Book Review: White Gold

Book Cover Images image of White Gold

by W. B. Garvey

    Publication Date: Sep 22, 2014
    List Price: $14.95
    Format: Paperback
    Classification: Fiction
    ISBN13: 9780982229446
    Imprint: Jonkro Books
    Publisher: Jonkro Books
    Parent Company: Jonkro Books

    Book Reviewed by Carol Taylor


    This sweeping historical novel follows aspiring railroad engineer, William Roberson, from his Jamaican homeland in 1897 at 16, to Panama, to help build the Panama Canal, the biggest, most perilous, and most renowned ship canal in history. With White Gold, Garvey continues the story he started in his first novel Panama Fever: Digging Down Gold Mountain.

    Garvey is a relative of the Jamaican hero, Marcus Garvey. While going through his father’s papers, he learned that his grandfather had been a railroad engineer who helped construct the Panama Canal. This prompted years of research that led to Panama Fever and White Gold, his chronicle of the monumental effort to link the world’s two great oceans.

    The Panama Canal is a 48-mile ship canal that connects the Atlantic Ocean to the Pacific Ocean and is a key conduit for the international maritime trade. France started work on the canal in 1861, but was defeated by tropical diseases; malaria, cholera and typhoid fever, to which the “noirs” were supposedly “immune”. The United States took over in 1904, and took a decade to complete the canal, which officially opened in 1914. Spanning almost 30 years the Panama Canal was one of the longest and most difficult engineering projects ever undertaken and it greatly reduced the time for ships to travel between the Atlantic and Pacific Oceans. The creation of the Panama Canal was a phenomenal undertaking that continues to this day.

    In the late 1800s West Indians and African Americans flocked to Panama to work and try to thrive under racist colonial and Jim Crow segregation treatment by whites. Years into working on the canal, Roberson struggles to make a living but finds himself at odds with his new wife Winifred, and his Panamanian mistress Isabella in whose arms he finds solace when Winifred returns to Jamaica.
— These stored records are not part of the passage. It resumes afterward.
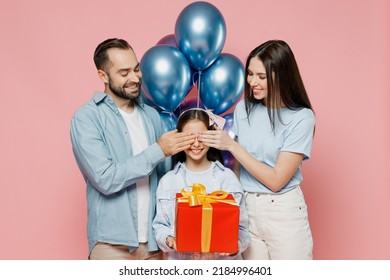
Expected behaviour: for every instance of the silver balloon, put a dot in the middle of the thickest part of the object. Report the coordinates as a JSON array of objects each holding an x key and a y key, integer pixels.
[
  {"x": 166, "y": 76},
  {"x": 200, "y": 32},
  {"x": 222, "y": 84}
]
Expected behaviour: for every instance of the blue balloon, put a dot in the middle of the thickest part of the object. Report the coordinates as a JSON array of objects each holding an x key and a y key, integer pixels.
[
  {"x": 169, "y": 40},
  {"x": 222, "y": 84},
  {"x": 188, "y": 103},
  {"x": 200, "y": 32},
  {"x": 169, "y": 120},
  {"x": 166, "y": 76}
]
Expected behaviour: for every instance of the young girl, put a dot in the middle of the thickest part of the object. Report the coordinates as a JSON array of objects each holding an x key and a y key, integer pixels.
[{"x": 198, "y": 164}]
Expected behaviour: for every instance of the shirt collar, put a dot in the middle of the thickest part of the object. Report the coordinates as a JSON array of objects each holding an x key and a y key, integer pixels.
[
  {"x": 180, "y": 165},
  {"x": 99, "y": 96}
]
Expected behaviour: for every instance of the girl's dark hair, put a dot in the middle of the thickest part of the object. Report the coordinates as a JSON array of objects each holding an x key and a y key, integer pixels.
[
  {"x": 100, "y": 56},
  {"x": 200, "y": 115},
  {"x": 284, "y": 82}
]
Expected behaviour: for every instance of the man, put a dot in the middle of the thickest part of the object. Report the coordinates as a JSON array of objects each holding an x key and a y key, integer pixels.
[{"x": 120, "y": 148}]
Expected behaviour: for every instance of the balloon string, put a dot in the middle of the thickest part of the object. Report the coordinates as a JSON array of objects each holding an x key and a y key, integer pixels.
[{"x": 199, "y": 74}]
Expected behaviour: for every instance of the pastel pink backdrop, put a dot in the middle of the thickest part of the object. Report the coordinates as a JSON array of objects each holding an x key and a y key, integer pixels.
[{"x": 47, "y": 72}]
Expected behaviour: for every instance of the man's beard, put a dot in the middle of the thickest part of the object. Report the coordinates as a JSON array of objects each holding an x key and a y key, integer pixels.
[{"x": 121, "y": 92}]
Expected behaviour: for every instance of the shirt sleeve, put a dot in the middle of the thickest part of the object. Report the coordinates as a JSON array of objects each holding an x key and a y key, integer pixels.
[
  {"x": 234, "y": 187},
  {"x": 163, "y": 223},
  {"x": 96, "y": 163},
  {"x": 300, "y": 137}
]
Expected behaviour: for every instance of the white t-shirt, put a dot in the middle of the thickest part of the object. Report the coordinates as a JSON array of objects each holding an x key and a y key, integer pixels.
[{"x": 139, "y": 143}]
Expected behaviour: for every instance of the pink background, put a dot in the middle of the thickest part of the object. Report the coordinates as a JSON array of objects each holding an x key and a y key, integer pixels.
[{"x": 47, "y": 72}]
    White Gold tells the story of the engineering mastery, technical expertise and sheer manpower that went into the conception and creation of the canal, while also telling the stories of the men who felt driven to make it happen. Among them is Edward Bower, a master mechanic who leaves Jamaica on his second trip to work on the canal, and takes Roberson under his wing. Roberson’s older cousin Thomas Judah who, chafing under the colonial yolk in Jamaica left years earlier and made his fortune in gold but lost his best friend to the mine. As the bastard son of a rich man who jilted his mother to marry another, Judah was well off in Jamaica, but sought to make a name for himself outside of that of his wealthy father who never claimed him. He secretly helps Roberson, an orphan, while he is in Panama by making introductions; one is to Henri Duvay, the French engineer who stayed in Panama because of his obsession with finishing the canal. Rounding out this cast of characters who could be no more different from each other is 15 year-old Boy-Boy who leaves Barbados for Panama to join his father in hopes of making enough money to pay for college.
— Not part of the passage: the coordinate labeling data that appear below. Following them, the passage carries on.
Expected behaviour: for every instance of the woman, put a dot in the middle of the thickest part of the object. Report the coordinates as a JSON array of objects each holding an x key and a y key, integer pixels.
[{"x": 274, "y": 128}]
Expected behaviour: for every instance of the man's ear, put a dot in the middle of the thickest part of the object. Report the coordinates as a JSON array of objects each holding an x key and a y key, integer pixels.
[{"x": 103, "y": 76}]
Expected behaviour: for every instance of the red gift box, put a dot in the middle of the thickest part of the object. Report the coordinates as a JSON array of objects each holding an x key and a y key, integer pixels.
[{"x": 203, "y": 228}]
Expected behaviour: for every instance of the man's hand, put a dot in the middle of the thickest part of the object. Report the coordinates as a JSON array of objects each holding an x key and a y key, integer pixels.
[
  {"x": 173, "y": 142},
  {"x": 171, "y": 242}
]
    I enjoyed their stories in White Gold and the way they each tell the overarching story of the Panama Canal. At almost 500 pages, in less able hands, White Gold could have been a daunting and arduous read. Luckily Garvey’s meticulously detailed account is also equally colorful and reminiscent of place and time in telling a story that helped to shaped not only Panama but also the world.
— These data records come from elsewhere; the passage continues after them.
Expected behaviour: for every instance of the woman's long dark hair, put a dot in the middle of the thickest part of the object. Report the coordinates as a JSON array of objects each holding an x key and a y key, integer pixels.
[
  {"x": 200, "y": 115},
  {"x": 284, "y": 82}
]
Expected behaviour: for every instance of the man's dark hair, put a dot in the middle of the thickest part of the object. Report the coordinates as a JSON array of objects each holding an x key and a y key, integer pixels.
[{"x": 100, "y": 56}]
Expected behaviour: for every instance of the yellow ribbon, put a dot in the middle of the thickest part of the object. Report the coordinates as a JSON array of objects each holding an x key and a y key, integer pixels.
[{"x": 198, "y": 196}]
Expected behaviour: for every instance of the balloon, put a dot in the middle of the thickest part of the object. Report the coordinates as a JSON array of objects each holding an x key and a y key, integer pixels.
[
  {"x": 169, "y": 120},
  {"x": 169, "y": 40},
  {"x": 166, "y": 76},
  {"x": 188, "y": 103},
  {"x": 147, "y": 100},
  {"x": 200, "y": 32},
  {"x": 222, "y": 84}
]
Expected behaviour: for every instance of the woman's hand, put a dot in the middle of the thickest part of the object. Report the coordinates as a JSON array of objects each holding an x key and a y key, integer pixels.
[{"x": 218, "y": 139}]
    Garvey is a very good writer with a certain flair but this is a double-edged sword. I wished that I wasn’t so aware of his sometimes densely overblown writing, which at times, intruded on his quite excellent storytelling. “Thornton leveled him with a fish-eyed stare reputed to turn the most resolute native spine into jelly, but to his annoyance the lad stood firm. ‘One moment,’ he finally snarled in a tone that would curdle cream, then vanished behind the dark sliding doors of His Excellency’s inner offices.”

    White Gold’s account of the building of the canal is an in-depth history lesson and will appeal to history and historical fiction lovers, and anyone who has ever left their native land to make a better life. His descriptions of turn of the century Panama will transport you to the squalor of a dirt-poor people and the sweeping grandeur of a lush and mineral rich country that made up, in equal measures, Panama at that time. A riff on the interplay of capitalism, colonialism, racism, and classism; White Gold is an entertaining and educational sojourn to a time and place that changed history and the people who helped to do it.